KI-gesteuerte Angriffswellen erreichen neue Dimension
Branchenbeobachter beziffern den Schaden durch KI-gesteuertes Phishing und mobile Trojaner für 2026 auf rund 442 Milliarden Euro. Treiber der Entwicklung: Künstliche Intelligenz. Schätzungen zufolge sind mittlerweile 86 Prozent aller Phishing-Kampagnen KI-gesteuert. Die Täter versenden täglich rund 3,4 Milliarden schädliche Nachrichten – in Sprache und Gestaltung kaum von offiziellen Mitteilungen von Banken oder Mobilfunkprovidern zu unterscheiden.
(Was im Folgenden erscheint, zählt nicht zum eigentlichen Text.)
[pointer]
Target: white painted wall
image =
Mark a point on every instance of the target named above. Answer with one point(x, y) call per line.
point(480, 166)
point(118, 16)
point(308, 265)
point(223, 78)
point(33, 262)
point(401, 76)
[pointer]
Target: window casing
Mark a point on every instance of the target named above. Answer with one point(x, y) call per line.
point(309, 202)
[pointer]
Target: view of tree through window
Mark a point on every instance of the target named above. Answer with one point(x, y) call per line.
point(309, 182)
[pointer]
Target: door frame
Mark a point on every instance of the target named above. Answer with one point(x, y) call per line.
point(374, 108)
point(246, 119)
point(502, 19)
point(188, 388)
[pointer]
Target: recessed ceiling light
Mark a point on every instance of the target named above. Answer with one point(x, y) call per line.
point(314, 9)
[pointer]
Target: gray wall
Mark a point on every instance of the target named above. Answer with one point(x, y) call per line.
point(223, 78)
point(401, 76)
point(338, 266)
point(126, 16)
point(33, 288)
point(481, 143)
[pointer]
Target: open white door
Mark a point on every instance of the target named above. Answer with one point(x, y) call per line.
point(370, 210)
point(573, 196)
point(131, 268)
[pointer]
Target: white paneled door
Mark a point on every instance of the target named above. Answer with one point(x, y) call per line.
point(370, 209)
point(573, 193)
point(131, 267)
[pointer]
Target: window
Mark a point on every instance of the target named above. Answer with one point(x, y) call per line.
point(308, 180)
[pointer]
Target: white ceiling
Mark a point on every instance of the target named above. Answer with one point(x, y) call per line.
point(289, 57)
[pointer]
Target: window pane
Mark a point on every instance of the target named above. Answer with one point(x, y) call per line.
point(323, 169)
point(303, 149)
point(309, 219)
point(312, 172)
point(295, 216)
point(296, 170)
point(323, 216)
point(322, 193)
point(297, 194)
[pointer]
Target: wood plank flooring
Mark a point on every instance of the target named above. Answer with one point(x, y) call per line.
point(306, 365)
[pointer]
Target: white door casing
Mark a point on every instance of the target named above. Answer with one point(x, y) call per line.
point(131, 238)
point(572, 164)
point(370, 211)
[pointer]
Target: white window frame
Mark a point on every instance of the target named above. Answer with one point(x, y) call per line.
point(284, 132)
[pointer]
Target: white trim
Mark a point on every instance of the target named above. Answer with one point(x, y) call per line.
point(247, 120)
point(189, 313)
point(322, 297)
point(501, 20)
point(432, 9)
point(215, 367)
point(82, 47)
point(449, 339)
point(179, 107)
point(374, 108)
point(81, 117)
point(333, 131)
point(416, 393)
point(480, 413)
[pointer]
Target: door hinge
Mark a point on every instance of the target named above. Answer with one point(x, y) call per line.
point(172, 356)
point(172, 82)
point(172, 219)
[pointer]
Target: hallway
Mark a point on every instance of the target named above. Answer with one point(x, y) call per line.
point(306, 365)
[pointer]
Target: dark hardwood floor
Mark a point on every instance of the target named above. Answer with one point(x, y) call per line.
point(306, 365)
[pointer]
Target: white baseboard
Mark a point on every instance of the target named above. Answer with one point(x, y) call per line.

Besonders drastisch ist die Lage bei mobilen Endgeräten. Die Infektionen mit Banking-Trojanern stiegen im ersten Quartal 2026 um 196 Prozent auf 1,24 Millionen Fälle. Das Volumen von Smishing-Angriffen – Phishing per SMS – hat sich vervierfacht. Auch neue Methoden wie Quishing (Phishing über manipulierte QR-Codes) verzeichnen einen Anstieg um 150 Prozent auf 18 Millionen Fälle.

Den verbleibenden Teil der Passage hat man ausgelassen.